Slovenia joined the Eurozone in 2007, went on a borrowing binge that blind bond buyers eagerly made possible, dousing some of its two million people with riches, creating a real estate bubble that has since burst, and driving up its external debt by 110%. And in October, it may go bankrupt, admitted Prime Minister Janez Jansa. Because borrowing binges can last only so long if you can’t print your own money. The sixth Eurozone country, of seventeen, to need a bailout. But it’s just a speck, compared to Spain, which will strain the bailout funds, and Italy, which is too large to get bailed out. The other option is the European Central Bank. Its printing press—the one it is not supposed to have—could easily bail out the once blind but now seeing bondholders. As in all bailouts, workers and taxpayers would get a haircut. And in Germany, the debate itself may tear up the Eurozone—just as its economy is tanking.
New car sales in Germany had been holding up well through June—a miracle in face of the fiasco playing out in the Eurozone’s auto industry. But they caved in July; and instead of miraculously recovering in August, they caved again: down 4.7% from August 2011 and down 8.6% from July. Ominously, sales of medium-heavy and heavy trucks, a thermometer of the business investment climate, fell off a cliff: -18.8% for trucks over 12 metric tons, -15.1% for trucks over 20 tons, and -9.4% for tractors (now down 5% for the year!).
Retail sales, which had been on a roll through May, stalled in June, and skidded in July. Early indications are even worse for August: retailers’ negative sentiment worsened for the fourth month in a row. They suffered from a nasty margin squeeze, given the dual pressures of wholesale price inflation that “increased sharply,” and heavy discounting, as Germans struggle to make ends meet.
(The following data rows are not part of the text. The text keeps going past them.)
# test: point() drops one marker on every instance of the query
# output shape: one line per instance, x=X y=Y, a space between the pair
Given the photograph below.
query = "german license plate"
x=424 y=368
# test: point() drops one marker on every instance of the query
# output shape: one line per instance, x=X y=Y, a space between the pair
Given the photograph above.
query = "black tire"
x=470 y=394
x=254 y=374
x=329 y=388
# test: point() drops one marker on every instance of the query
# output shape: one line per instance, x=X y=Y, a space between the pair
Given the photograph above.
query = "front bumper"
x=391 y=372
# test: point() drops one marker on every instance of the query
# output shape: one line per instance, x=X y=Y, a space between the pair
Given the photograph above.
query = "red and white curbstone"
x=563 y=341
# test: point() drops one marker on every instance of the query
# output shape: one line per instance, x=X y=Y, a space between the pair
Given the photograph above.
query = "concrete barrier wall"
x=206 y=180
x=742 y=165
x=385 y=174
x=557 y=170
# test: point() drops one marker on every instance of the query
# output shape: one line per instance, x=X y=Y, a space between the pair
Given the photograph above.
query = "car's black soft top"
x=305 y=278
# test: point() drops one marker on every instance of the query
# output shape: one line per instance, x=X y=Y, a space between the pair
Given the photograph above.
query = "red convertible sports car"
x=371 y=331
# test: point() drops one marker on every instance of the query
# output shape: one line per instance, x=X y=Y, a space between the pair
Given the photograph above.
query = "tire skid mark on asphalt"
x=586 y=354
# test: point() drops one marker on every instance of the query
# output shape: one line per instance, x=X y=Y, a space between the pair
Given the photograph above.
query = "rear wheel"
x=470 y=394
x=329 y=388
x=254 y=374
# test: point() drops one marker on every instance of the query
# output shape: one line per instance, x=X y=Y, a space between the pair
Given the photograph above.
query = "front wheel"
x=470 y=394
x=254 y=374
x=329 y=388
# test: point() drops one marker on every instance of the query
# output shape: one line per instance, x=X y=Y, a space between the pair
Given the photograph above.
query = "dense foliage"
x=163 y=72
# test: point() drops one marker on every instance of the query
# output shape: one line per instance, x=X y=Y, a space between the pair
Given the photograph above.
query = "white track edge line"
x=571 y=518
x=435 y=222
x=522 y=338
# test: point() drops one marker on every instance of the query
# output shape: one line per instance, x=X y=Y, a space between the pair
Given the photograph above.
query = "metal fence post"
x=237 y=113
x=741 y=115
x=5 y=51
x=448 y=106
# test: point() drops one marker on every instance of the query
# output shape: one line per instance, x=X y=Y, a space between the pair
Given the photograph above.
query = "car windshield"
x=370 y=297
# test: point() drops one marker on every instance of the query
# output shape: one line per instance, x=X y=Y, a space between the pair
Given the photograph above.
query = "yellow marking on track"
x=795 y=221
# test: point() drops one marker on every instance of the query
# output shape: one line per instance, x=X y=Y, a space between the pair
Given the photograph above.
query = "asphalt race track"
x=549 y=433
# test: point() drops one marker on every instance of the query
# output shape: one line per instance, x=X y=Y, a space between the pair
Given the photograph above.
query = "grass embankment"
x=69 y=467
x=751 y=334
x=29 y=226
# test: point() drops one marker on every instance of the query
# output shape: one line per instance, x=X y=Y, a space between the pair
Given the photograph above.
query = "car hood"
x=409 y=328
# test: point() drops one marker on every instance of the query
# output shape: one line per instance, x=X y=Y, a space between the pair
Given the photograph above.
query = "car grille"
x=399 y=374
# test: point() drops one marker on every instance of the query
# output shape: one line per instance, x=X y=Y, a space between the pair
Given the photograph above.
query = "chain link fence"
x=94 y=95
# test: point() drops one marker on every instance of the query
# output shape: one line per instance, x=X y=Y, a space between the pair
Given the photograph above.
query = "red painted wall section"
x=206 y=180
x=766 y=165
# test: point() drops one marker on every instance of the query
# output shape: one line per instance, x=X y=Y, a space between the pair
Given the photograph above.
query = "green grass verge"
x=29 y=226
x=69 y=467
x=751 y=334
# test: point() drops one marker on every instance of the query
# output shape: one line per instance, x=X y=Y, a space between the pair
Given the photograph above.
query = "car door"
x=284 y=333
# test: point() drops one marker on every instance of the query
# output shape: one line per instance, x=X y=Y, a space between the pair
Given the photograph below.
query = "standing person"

And manufacturing, the vaunted engine of the German economy, after a rout in July, was hit by another “deterioration in business conditions” in August. It recorded the fifth month in a row of job losses. And export orders plummeted at the “steepest rate since April 2009.”
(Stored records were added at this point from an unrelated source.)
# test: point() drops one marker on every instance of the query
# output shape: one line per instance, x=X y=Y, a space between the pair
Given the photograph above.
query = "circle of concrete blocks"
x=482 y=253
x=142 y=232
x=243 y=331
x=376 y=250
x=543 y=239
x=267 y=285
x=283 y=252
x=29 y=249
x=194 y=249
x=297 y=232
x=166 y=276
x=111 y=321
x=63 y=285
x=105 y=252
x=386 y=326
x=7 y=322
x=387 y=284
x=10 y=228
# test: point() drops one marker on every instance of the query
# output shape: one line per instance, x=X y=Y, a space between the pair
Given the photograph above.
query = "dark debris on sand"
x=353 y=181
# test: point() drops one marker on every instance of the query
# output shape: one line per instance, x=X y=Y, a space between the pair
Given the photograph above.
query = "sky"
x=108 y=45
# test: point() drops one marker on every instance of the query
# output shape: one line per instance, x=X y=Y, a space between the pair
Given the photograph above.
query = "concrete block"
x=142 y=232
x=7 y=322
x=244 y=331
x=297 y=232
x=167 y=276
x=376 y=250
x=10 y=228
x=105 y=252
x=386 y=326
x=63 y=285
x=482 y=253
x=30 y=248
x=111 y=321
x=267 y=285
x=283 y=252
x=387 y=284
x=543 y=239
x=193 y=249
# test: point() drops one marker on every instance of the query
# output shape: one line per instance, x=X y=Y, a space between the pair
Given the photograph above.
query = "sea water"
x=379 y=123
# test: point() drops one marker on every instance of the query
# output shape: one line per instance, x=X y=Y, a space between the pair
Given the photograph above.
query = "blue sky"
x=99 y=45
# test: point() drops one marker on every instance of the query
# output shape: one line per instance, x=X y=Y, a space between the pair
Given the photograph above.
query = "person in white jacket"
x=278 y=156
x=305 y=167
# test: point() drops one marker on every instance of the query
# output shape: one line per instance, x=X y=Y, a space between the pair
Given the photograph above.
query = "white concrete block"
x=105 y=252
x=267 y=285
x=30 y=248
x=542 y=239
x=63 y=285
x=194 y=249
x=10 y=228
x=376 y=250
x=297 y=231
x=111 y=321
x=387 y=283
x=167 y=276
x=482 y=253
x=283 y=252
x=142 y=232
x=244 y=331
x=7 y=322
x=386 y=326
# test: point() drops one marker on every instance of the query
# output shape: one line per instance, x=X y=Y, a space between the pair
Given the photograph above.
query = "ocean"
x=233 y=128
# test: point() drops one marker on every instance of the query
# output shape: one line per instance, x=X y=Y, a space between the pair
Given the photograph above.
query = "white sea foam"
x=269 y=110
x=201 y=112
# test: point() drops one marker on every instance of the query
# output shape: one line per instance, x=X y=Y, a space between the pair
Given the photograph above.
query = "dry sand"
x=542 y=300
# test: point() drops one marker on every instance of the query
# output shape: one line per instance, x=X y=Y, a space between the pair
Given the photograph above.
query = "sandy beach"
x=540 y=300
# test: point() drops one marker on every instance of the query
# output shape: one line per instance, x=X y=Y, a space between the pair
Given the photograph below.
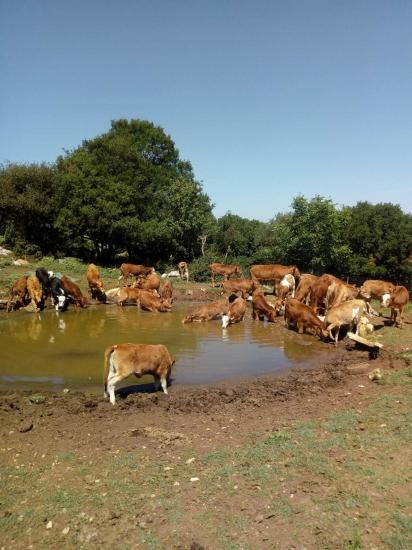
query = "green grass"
x=336 y=482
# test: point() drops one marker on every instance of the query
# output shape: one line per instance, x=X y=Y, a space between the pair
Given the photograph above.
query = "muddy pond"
x=50 y=351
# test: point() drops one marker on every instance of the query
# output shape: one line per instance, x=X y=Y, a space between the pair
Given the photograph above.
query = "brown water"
x=55 y=351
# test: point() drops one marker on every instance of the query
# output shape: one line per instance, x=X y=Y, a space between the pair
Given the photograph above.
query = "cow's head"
x=386 y=298
x=225 y=321
x=61 y=302
x=365 y=295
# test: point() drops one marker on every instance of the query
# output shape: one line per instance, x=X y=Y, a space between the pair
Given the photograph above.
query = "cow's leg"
x=112 y=380
x=337 y=336
x=163 y=381
x=156 y=382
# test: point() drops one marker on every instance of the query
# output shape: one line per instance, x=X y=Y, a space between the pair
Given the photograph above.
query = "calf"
x=43 y=275
x=59 y=296
x=398 y=300
x=34 y=290
x=223 y=269
x=261 y=308
x=338 y=293
x=304 y=287
x=303 y=317
x=236 y=312
x=112 y=293
x=319 y=290
x=149 y=302
x=271 y=273
x=74 y=292
x=135 y=270
x=127 y=294
x=208 y=312
x=151 y=282
x=122 y=360
x=18 y=294
x=349 y=313
x=286 y=286
x=183 y=271
x=166 y=292
x=245 y=286
x=96 y=286
x=374 y=288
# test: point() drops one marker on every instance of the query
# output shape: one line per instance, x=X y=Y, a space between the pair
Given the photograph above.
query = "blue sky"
x=267 y=99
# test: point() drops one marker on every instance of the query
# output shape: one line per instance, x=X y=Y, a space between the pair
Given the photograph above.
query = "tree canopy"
x=128 y=190
x=128 y=193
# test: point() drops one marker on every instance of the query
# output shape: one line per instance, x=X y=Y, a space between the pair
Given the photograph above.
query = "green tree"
x=128 y=190
x=380 y=237
x=28 y=207
x=237 y=236
x=313 y=236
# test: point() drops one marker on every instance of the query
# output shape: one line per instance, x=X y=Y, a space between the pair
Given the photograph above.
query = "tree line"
x=127 y=194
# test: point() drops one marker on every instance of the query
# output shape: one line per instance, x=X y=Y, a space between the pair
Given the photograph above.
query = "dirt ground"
x=185 y=470
x=315 y=458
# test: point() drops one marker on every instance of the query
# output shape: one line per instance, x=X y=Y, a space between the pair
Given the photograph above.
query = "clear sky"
x=267 y=99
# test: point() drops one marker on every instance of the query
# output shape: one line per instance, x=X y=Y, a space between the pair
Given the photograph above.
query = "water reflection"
x=51 y=350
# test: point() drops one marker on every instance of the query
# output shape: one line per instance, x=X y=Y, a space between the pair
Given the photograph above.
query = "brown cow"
x=273 y=272
x=208 y=312
x=261 y=308
x=73 y=292
x=122 y=360
x=303 y=317
x=151 y=282
x=304 y=288
x=96 y=286
x=245 y=286
x=226 y=270
x=183 y=270
x=338 y=293
x=18 y=294
x=149 y=302
x=236 y=312
x=398 y=300
x=134 y=270
x=319 y=290
x=349 y=313
x=374 y=288
x=126 y=294
x=285 y=287
x=166 y=292
x=35 y=291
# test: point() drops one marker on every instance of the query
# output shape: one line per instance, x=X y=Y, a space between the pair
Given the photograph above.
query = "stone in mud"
x=37 y=399
x=25 y=426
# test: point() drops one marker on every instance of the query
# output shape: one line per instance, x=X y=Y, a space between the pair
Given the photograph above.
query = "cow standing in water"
x=226 y=270
x=122 y=360
x=59 y=296
x=96 y=286
x=183 y=271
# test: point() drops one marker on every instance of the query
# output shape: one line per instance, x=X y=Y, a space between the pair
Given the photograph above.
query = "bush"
x=199 y=269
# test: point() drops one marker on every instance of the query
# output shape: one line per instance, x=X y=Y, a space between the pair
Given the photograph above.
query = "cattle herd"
x=321 y=305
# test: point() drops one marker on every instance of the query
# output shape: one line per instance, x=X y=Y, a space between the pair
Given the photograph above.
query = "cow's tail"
x=107 y=355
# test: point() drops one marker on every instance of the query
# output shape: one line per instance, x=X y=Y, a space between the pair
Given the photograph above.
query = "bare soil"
x=87 y=474
x=315 y=458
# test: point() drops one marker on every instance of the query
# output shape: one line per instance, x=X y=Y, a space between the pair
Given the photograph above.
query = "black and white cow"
x=59 y=296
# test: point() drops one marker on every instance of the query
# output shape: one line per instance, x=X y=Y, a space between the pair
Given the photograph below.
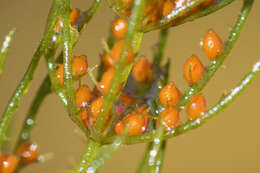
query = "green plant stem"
x=87 y=15
x=201 y=13
x=172 y=17
x=68 y=75
x=29 y=121
x=67 y=59
x=161 y=47
x=84 y=20
x=142 y=165
x=45 y=88
x=155 y=150
x=4 y=49
x=88 y=156
x=28 y=76
x=160 y=159
x=216 y=64
x=100 y=161
x=156 y=62
x=190 y=125
x=211 y=70
x=123 y=68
Alas, 2009 brings up horrid memories. In the first quarter that year, GDP plunged 3.8% from the fourth quarter of 2008, when it had already plunged 2.1% from the third quarter. Annualized, those two quarters added up to a double-digit collapse in GDP, the worst in the history of the Federal Republic. The German economy, which lives and dies by its exports, was saved not by hard-working Germans or smart managers or a superior system, but by the drunken stimulus frenzy in the US and China. German companies and their suppliers sucked with all their might on a wide variety of programs, from green-energy boondoggles to the cash-for-clunkers fiasco.
But now, without such foreign deus ex machina, Germany’s ability to bail out the Eurozone is more than ever in doubt. So, the ECB’s latest machinations hit fertile ground when they were leaked after ECB President Mario Draghi outlined them to the European Parliament late Monday: buy up Spanish and Italian debt with maturities of up to three years—up from the six to 12 months proposed at his last press conference. It worked. Italian and Spanish yields on two-year debt dropped below 2.8%, down from over 7.5% and 6.9% respectively this summer. Central-bank market manipulation at is best. Crisis solved. In phantasy land. Until reality sets in.
Namely a rift in Germany. Chancellor Angela Merkel and a slew of other politicians support it more or less tacitly. But the Bundesbank is having conniptions; printing money to fund government deficits violates EU treaties that limit the ECB to the single mandate of price stability. It just can’t find, not even between the lines, any traces of a hidden second mandate, such as funding government deficits. Bundesbank President Jens Weidmann—”I cannot see how you can ensure the stability of a monetary union by violating its legal provisions,” he’d said last November—has hardened his attacks on bond buying programs. With broad public support in Germany. And Merkel, who wants to hang on to her job more than anything else, will tread carefully. Yet, if Germany skids into a deep export-driven recession, all bets are off.